A Condsef/Fenadsef se juntou à Auditoria Cidadã da Dívida (ACD) e mais de 70 entidades em uma carta aberta a deputados, senadores e autoridades do Poder Executivo que questiona 25 pontos da PEC 32/20, da reforma Administrativa. Os novos presidentes eleitos tanto na Câmara dos Deputados quanto no Senado já deram declarações favoráveis à aprovação dessa reforma que representa um verdadeiro desmonte dos serviços públicos brasileiros. A iniciativa prevê o envio e divulgação ampla da carta.

“É fundamental que a sociedade se junte a esse debate, pois a maioria da população que utiliza os serviços públicos será a maior prejudicada nesse processo”, destaca Sérgio Ronaldo da Silva, secretário-geral da Condsef/Fenadsef. Para a Confederação, assim como as reformas da Previdência e do Trabalho se mostraram verdadeiros engodos e apenas retiraram direitos da classe trabalhadora, o desmonte do setor público é um ataque direto aos direitos assegurados em nossa Constituição.

Sigilo é inconstitucional

A carta questiona os embasamentos técnicos e legais que justificam omitir da sociedade e dos parlamentares o conhecimento do inteiro teor dos documentos que fundamentam a proposta da PEC 32. Por isso, o primeiro ponto da carta trata da ofensa ao princípio constitucional da publicidade. “A PEC 32 não pode tramitar no Congresso Nacional ou ser submetida a votação sem o completo conhecimento do projeto de ‘profunda transformação do Estado’.”

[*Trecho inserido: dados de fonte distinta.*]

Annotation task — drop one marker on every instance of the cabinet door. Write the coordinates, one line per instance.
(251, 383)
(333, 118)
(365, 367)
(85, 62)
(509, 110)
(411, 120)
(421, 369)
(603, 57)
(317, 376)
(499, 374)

Os documentos que embasariam a PEC 32/20 foram colocados sob sigilo pelo governo, decisão que foi amplamente noticiada. As entidades ainda apontam que “a pasta de Paulo Guedes afirmou que os documentos não podem ser divulgados enquanto a proposta estiver sob análise no Congresso Nacional”, o que é totalmente inadmissível.

Dados distorcidos

Outra questão levantada trata da utilização de dados distorcidos do Projeto de Lei Orçamentária Anual (PLOA) 2021 para justificar a reforma Administrativa. O governo omite o maior gasto federal, relativo aos gastos com a chamada dívida pública, e apresenta dados parciais, mostrando apenas o volume correspondente aos “gastos primários”, levando a uma compreensão completamente equivocada, pois dá a entender, erroneamente, que 93,7% dos gastos do governo federal estariam “engessados” (devido a um suposto excesso de gastos com pessoal). A falsa alegação do excesso de servidores públicos e de que a PEC 32 irá reduzir gastos também está entre os pontos questionados.